I have around 30 millions entries, of variable length, stored in one large file. I know the starting and ending positions of each entry in that file. I need to shuffle this data which does not fit in the RAM.
The only solution I thought of is to shuffle an array containing the numbers from 1 to N, where N is the number of entries, with the Fisher-Yates algorithm and then copy the entries in a new file, according to this order. Unfortunately, this solution involves a lot of seek operations, and thus, would be very slow.
Is there a better solution to shuffle large amount of data with uniform distribution?
Premise
From what I understand, using the Fisher-Yates algorithm and the data you have about the positions of the entries, you should be able to obtain (and compute) a list of:
struct Entry {
long long sourceStartIndex;
long long sourceEndIndex;
long long destinationStartIndex;
long long destinationEndIndex;
}
Problem
From this point onward, the naive solution is to seek each entry in the source file, read it, then seek to the new position of the entry in the destination file and write it.
The problem with this approach is that it uses way too many seeks.
Solution
A better way to do it, is to reduce the number of seeks, using two huge buffers, for each of the files.
I recommend a small buffer for the source file (say 64MB) and a big one for the destination file (as big as the user can afford - say 2GB).
Initially, the destination buffer will be mapped to the first 2GB of the destination file. At this point, read the whole source file, in chunks of 64MB, in the source buffer. As you read it, copy the proper entries to the destination buffer. When you reach the end of the file, the output buffer should contain all the proper data. Write it to the destination file.
Next, map the output buffer to the next 2GB of the destination file and repeat the procedure. Continue until you have wrote the whole output file.
Caution
Since the entries have arbitrary sizes, it's very likely that at the beginning and ending of the buffers you will have suffixes and prefixes of entries, so you need to make sure you copy the data properly!
Estimated time costs
The execution time depends, essentially, on the size of the source file, the available RAM for the application and the reading speed of the HDD. Assuming a 40GB file, a 2GB RAM and a 200MB/s HDD read speed, the program will need to read 800GB of data (40GB * (40GB / 2GB)). Assuming the HDD is not highly fragmented, the time spent on seeks will be negligible. This means the reads will take up one hour! But if, luckily, the user has 8GB of RAM available for your application, the time may decrease to only 15 to 20 minutes.
I hope this will be enough for you, as I don't see any other faster way.
A simple approach is to pick a K such that 1/K of the data fits comfortably in memory.
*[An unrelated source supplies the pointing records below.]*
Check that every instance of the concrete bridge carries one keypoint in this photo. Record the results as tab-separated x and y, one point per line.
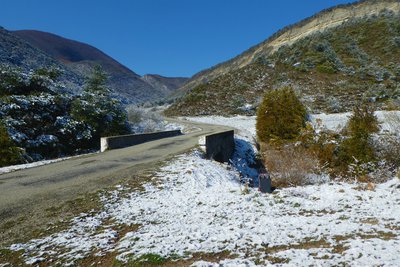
38	188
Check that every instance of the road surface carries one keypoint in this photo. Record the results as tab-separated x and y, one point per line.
48	185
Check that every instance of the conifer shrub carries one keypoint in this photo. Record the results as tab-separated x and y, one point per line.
280	116
104	115
358	147
9	153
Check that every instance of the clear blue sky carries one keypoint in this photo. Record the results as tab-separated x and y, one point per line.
167	37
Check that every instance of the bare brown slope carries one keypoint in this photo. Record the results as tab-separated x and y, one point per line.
81	58
69	51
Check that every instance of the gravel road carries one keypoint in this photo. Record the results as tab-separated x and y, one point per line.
44	186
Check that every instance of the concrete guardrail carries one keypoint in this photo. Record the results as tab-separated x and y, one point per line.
121	141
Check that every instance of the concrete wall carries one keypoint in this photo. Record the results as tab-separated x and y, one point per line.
220	146
121	141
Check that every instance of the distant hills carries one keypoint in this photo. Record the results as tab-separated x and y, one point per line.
332	59
30	49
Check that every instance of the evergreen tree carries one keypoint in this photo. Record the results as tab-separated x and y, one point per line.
362	124
102	113
9	153
280	116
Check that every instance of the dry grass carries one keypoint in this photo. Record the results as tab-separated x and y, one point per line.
290	166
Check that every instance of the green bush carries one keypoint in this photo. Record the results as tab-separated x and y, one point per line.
280	116
9	153
357	147
102	113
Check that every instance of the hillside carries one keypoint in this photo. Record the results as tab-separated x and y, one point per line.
32	49
332	59
17	53
166	85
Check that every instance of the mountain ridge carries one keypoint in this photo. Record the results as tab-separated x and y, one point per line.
78	59
358	58
272	43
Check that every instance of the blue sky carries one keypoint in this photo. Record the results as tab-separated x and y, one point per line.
167	37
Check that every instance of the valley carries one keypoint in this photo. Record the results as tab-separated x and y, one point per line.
311	174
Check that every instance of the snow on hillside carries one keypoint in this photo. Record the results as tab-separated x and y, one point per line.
197	205
389	120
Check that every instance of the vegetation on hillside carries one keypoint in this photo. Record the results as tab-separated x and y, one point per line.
331	70
305	156
46	124
9	153
280	116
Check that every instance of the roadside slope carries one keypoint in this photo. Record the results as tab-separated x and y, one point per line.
54	183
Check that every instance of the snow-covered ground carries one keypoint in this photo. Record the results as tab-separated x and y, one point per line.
389	121
197	205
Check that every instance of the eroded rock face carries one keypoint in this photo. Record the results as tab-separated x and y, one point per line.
320	22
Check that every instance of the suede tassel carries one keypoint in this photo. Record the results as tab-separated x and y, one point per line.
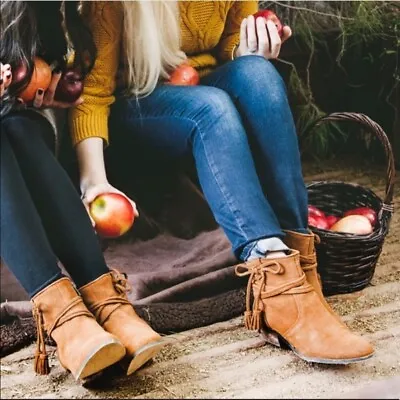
41	363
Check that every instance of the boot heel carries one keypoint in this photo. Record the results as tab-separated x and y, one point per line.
101	358
142	356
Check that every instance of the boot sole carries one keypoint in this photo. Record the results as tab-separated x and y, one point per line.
100	358
144	354
278	340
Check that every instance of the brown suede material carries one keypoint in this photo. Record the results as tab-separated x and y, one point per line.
76	337
305	244
296	312
119	319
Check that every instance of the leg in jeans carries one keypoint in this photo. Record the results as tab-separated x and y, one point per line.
63	217
176	120
24	244
259	94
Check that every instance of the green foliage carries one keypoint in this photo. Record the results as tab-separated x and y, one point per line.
356	36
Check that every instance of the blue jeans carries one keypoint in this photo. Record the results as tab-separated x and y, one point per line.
240	129
42	219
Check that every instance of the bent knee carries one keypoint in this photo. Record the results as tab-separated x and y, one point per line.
258	75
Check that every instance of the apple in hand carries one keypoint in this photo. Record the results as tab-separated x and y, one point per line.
331	220
112	213
184	75
270	15
70	87
40	79
365	211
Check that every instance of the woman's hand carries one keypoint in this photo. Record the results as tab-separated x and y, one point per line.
45	99
90	192
260	38
5	78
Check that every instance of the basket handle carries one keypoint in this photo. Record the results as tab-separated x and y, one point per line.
376	129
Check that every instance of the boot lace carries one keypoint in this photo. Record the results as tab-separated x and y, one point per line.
122	287
257	273
41	362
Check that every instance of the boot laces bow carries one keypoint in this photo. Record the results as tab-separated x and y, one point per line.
257	286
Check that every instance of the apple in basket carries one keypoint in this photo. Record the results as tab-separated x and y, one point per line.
331	220
356	224
319	222
112	213
365	211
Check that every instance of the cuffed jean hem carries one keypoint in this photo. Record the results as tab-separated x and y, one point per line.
243	253
55	278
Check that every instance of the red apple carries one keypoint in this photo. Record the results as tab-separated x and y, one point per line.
317	222
112	213
312	210
184	75
331	220
70	87
356	224
270	15
19	73
365	211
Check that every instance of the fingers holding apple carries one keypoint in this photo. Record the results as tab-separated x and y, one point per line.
113	214
91	192
184	75
262	34
70	86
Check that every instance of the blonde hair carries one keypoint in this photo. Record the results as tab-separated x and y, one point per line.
151	43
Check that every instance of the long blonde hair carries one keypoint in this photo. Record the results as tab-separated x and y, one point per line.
151	43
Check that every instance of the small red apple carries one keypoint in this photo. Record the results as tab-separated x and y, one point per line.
270	15
312	210
184	75
331	220
112	213
40	79
318	222
365	211
356	224
19	73
70	87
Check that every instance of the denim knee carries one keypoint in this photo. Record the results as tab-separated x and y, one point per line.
216	116
257	77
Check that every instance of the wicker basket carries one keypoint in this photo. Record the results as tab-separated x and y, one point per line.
346	262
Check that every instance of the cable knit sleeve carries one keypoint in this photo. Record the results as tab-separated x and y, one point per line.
230	37
90	119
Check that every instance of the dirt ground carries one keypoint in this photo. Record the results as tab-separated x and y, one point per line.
226	361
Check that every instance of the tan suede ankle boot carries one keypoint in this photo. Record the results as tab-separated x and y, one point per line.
106	298
83	346
305	244
285	304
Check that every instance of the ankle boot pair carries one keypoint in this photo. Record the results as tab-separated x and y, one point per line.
93	330
289	308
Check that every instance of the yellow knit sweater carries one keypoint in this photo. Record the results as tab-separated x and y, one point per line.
209	32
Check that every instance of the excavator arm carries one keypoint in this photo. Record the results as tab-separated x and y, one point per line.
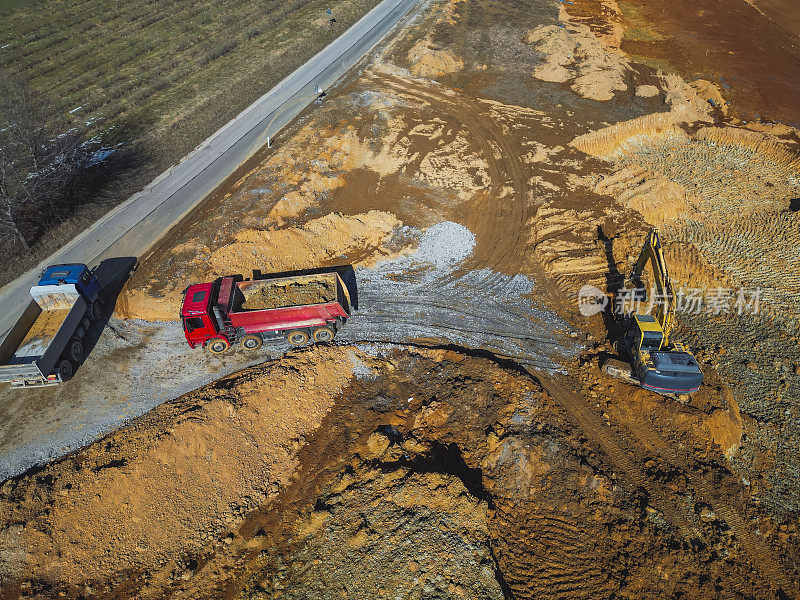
651	252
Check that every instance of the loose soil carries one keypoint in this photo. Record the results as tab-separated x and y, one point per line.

Perhaps K=4 for your data, assuming you've got 16GB RAM. I'll assume your random number function has the form rnd(n) which generates a uniform random number from 0 to n-1.
Then:
for i = 0 .. K-1
Initialize your random number generator to a known state.
Read through the input data, generating a random number rnd(K) for each item as you go.
Retain items in memory whenever rnd(K) == i.
After you've read the input file, shuffle the retained data in memory.
Write the shuffled retained items to the output file.
This is very easy to implement, will avoid a lot of seeking, and is clearly correct.
An alternative is to partition the input data into K files based on the random numbers, and then go through each, shuffling in memory and writing to disk. This reduces disk IO (each item is read twice and written twice, compared to the first approach where each item is read K times and written once), but you need to be careful to buffer the IO to avoid a lot of seeking, it uses more intermediate disk, and is somewhat more difficult to implement. If you've got only 40GB of data (so K is small), then the simple approach of multiple iterations through the input data is probably best.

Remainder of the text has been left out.